3. Survivability Design and Implementation Strategies
In this section we examine strategies that support the survivability of critical system functions in unbounded networks. Strategies for survivability in networked systems depend on several assumptions and constraints. Although they may seem obvious, these assumptions and constraints must be made explicit. The assumptions differ radically from the implicit assumptions traditionally made for the uniprocessor, multi-processor, and bounded network systems on which most previous research and development has been based.
For unbounded networks, we assume that
- any individual node of the network can be compromised
- survivability does not require that any particular physical component of the network be preserved
- only the essential services of the network as a whole must survive
- for reasons of reliability, design error, user error, and intentional compromise, the trustworthiness of a network node or any node with which it can communicate cannot be guaranteed
In this report, we primarily discuss unbounded networks. The term unbounded has a slightly different meaning depending on the purpose and situation involved. In all cases, unbounded networks relate to three principle characteristics that are present in each definition: a lack of central physical or administrative control, absence of insight or vision into all parts of the network, and no practical limit on growth in the number of nodes in the network.
These assumptions impose the following constraints on the architecture of survivable networks and on the form of feasible survivability strategies:
- There must not be a single point of failure within the network. Essential services are distributed in a manner that is not critically dependent on any particular component or node.

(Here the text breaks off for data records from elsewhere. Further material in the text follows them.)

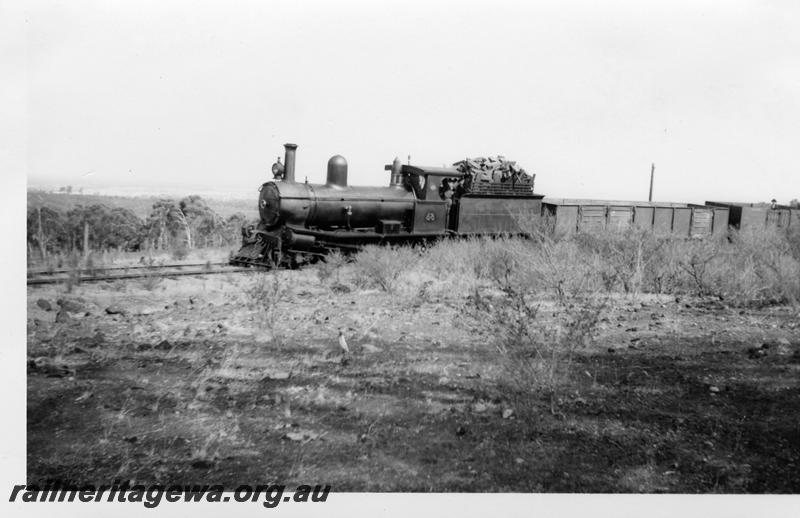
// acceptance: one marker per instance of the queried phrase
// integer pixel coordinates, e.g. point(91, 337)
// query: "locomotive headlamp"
point(277, 169)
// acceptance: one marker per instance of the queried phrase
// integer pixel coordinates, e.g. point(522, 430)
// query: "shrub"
point(264, 293)
point(382, 266)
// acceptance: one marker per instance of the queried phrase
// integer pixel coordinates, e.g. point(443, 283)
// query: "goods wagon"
point(677, 219)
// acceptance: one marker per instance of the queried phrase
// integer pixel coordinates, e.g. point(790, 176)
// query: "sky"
point(199, 96)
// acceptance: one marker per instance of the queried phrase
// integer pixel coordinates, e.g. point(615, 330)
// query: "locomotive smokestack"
point(337, 171)
point(288, 162)
point(396, 179)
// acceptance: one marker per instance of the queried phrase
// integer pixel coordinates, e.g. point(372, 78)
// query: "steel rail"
point(32, 273)
point(32, 281)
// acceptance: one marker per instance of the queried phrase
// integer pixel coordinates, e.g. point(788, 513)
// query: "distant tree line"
point(185, 224)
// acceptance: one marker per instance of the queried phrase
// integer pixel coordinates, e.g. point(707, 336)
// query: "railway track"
point(38, 277)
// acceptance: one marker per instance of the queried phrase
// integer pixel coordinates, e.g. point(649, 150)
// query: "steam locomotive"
point(301, 222)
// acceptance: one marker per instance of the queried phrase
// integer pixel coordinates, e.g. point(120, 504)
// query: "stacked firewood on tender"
point(493, 170)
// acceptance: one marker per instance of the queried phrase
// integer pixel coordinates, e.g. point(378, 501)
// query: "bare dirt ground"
point(186, 382)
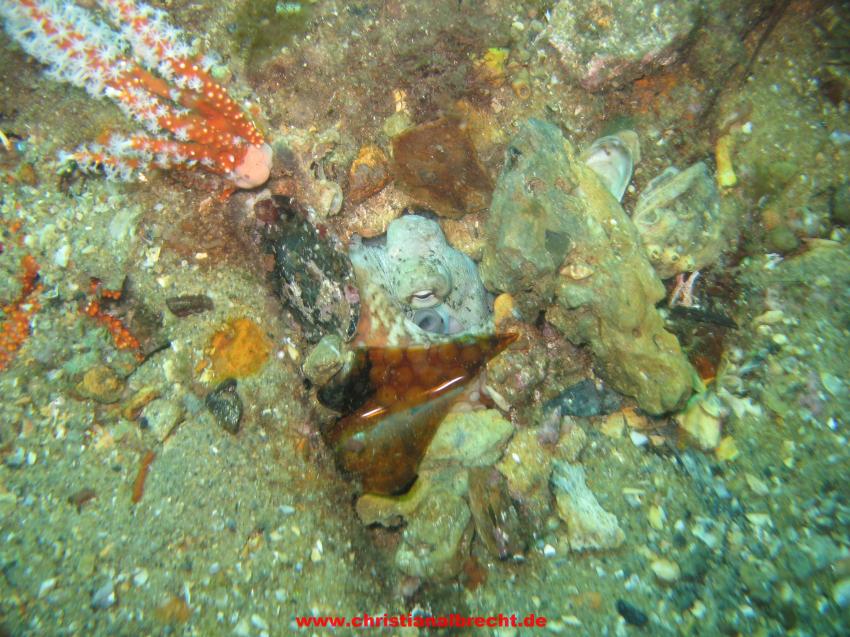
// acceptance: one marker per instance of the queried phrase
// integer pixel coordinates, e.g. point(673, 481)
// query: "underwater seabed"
point(432, 312)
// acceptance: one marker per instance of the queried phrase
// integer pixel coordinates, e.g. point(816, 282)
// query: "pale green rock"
point(557, 239)
point(470, 439)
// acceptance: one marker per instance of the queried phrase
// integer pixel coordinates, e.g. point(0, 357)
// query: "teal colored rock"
point(558, 240)
point(469, 439)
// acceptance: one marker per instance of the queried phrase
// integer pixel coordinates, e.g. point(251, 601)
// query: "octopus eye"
point(423, 298)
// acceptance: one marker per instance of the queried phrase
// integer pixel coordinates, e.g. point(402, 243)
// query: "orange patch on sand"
point(239, 349)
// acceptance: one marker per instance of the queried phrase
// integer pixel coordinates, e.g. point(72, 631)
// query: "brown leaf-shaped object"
point(395, 399)
point(436, 163)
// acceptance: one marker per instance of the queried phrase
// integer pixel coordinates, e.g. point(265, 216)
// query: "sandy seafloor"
point(239, 534)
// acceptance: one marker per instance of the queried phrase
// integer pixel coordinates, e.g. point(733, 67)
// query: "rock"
point(589, 526)
point(369, 173)
point(666, 571)
point(572, 441)
point(498, 522)
point(702, 421)
point(239, 349)
point(527, 465)
point(371, 217)
point(314, 279)
point(758, 578)
point(470, 439)
point(613, 159)
point(678, 217)
point(104, 597)
point(325, 359)
point(225, 405)
point(437, 164)
point(632, 614)
point(435, 543)
point(781, 239)
point(585, 398)
point(605, 43)
point(188, 304)
point(799, 564)
point(162, 417)
point(567, 244)
point(841, 592)
point(101, 384)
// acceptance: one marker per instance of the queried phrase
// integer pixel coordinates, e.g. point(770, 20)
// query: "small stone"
point(61, 256)
point(756, 485)
point(841, 592)
point(140, 577)
point(225, 404)
point(833, 384)
point(589, 526)
point(782, 240)
point(104, 597)
point(631, 614)
point(585, 398)
point(727, 450)
point(656, 517)
point(470, 439)
point(701, 420)
point(368, 174)
point(162, 417)
point(666, 570)
point(101, 384)
point(799, 564)
point(242, 628)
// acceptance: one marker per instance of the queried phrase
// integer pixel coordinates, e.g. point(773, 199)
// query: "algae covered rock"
point(469, 439)
point(605, 43)
point(589, 526)
point(424, 287)
point(679, 220)
point(558, 239)
point(435, 542)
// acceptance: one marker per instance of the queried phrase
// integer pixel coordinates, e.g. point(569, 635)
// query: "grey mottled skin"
point(420, 272)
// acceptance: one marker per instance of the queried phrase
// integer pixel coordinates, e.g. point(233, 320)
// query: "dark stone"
point(314, 279)
point(189, 304)
point(585, 398)
point(224, 403)
point(631, 614)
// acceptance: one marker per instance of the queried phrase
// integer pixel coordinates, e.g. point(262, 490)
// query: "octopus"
point(415, 288)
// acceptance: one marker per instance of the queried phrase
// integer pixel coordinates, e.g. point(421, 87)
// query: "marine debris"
point(144, 66)
point(394, 400)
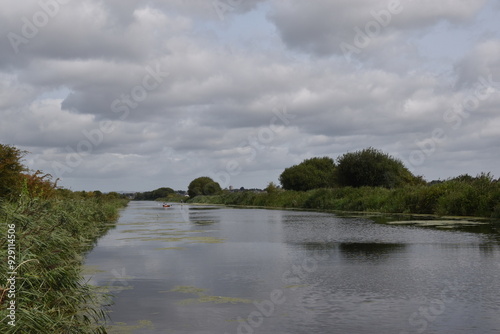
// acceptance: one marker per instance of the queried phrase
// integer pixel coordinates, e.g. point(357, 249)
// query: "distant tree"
point(203, 186)
point(155, 194)
point(372, 167)
point(272, 188)
point(11, 170)
point(162, 192)
point(310, 174)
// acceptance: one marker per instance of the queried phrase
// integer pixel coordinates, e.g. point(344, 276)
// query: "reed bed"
point(465, 196)
point(52, 237)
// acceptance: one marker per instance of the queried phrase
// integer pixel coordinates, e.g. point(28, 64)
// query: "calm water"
point(205, 269)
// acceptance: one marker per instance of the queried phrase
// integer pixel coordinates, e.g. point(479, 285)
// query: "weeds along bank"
point(50, 240)
point(478, 197)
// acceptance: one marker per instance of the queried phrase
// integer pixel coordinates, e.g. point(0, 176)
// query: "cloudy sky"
point(136, 95)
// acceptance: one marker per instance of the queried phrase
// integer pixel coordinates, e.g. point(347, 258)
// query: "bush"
point(203, 186)
point(310, 174)
point(373, 168)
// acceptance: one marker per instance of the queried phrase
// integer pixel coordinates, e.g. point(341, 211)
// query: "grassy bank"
point(51, 238)
point(479, 197)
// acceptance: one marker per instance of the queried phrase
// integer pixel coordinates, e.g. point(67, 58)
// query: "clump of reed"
point(52, 236)
point(461, 196)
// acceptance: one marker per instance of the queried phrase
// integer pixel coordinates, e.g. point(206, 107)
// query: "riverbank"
point(480, 198)
point(41, 284)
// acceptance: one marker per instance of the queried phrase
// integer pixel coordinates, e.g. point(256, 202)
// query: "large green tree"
point(310, 174)
point(203, 186)
point(374, 168)
point(11, 170)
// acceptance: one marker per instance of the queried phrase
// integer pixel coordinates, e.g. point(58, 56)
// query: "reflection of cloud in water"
point(369, 251)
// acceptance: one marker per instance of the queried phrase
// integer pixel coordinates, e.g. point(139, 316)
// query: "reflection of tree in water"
point(369, 251)
point(202, 215)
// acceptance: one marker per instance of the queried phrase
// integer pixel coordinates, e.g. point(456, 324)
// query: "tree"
point(372, 167)
point(11, 169)
point(203, 186)
point(310, 174)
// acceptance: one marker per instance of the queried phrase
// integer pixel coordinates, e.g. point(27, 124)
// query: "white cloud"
point(223, 98)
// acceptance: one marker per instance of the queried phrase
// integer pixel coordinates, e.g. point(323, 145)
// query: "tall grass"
point(463, 196)
point(52, 237)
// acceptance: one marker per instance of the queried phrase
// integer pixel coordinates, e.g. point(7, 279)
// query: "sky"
point(134, 95)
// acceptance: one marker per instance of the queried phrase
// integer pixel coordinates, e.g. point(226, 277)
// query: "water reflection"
point(335, 274)
point(369, 251)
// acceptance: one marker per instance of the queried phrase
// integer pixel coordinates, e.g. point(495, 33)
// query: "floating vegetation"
point(437, 223)
point(124, 328)
point(205, 240)
point(215, 300)
point(204, 298)
point(296, 286)
point(188, 289)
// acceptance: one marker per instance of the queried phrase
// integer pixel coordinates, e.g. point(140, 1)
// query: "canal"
point(212, 269)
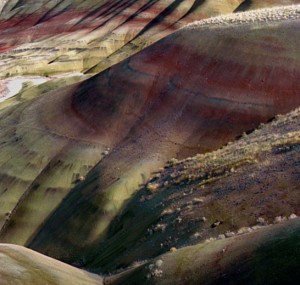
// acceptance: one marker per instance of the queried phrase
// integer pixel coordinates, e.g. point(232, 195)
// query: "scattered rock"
point(197, 201)
point(261, 221)
point(229, 234)
point(244, 230)
point(158, 263)
point(216, 224)
point(292, 216)
point(152, 187)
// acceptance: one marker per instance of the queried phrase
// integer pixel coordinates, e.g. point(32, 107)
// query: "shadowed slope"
point(19, 265)
point(257, 176)
point(265, 256)
point(155, 106)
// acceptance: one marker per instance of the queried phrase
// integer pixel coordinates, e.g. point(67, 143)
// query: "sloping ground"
point(121, 125)
point(258, 4)
point(265, 256)
point(19, 265)
point(52, 37)
point(66, 36)
point(215, 195)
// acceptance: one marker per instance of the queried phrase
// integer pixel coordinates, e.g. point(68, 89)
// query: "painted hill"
point(54, 37)
point(19, 265)
point(95, 142)
point(78, 150)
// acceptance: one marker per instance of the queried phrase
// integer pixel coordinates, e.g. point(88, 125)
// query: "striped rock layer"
point(72, 157)
point(53, 37)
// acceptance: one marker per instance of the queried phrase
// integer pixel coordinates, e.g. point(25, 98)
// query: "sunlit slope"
point(258, 4)
point(132, 118)
point(26, 267)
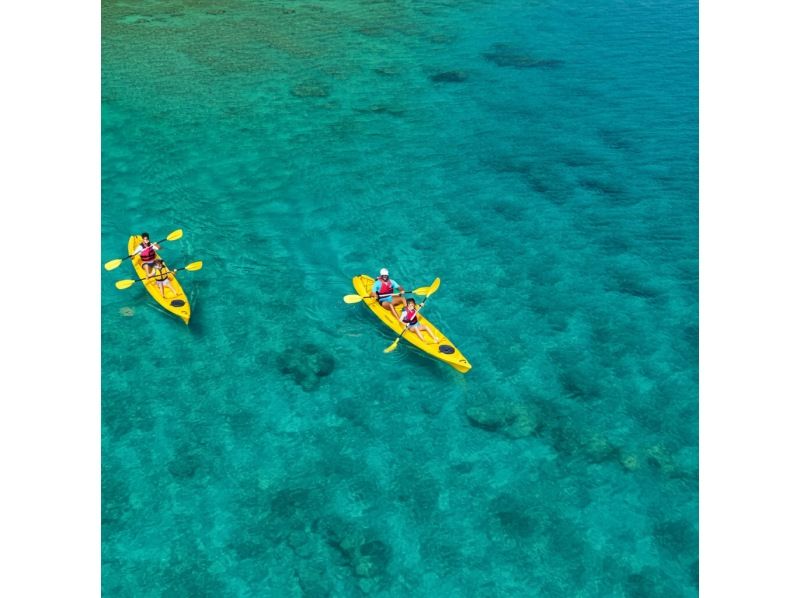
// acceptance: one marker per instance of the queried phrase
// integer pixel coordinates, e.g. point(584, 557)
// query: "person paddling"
point(161, 273)
point(388, 293)
point(147, 253)
point(409, 318)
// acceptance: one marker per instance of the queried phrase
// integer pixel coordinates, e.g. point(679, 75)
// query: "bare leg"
point(435, 339)
point(397, 301)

- Global knowledge is impossible to achieve in a distributed system [Halpern84]. There are no all-seeing global oracles. Instead, protocols define the interaction and knowledge shared between nodes.
- Each node must continuously validate the trustworthiness of itself and those with which it communicates.
- Computations within a given node of an bounded network, whether for essential services, communication, or trust validation, must have costs that are less than proportional to the number of nodes in the network.
3.1 Four Aspects of Survivability Solution Strategies
As introduced in Section 2, there are four aspects of the survivability solution which can serve as a basis for survivability strategies. These four aspects are: resistance, recognition, recovery, and system adaptation and evolution. This section summarizes the approaches in each of these four areas.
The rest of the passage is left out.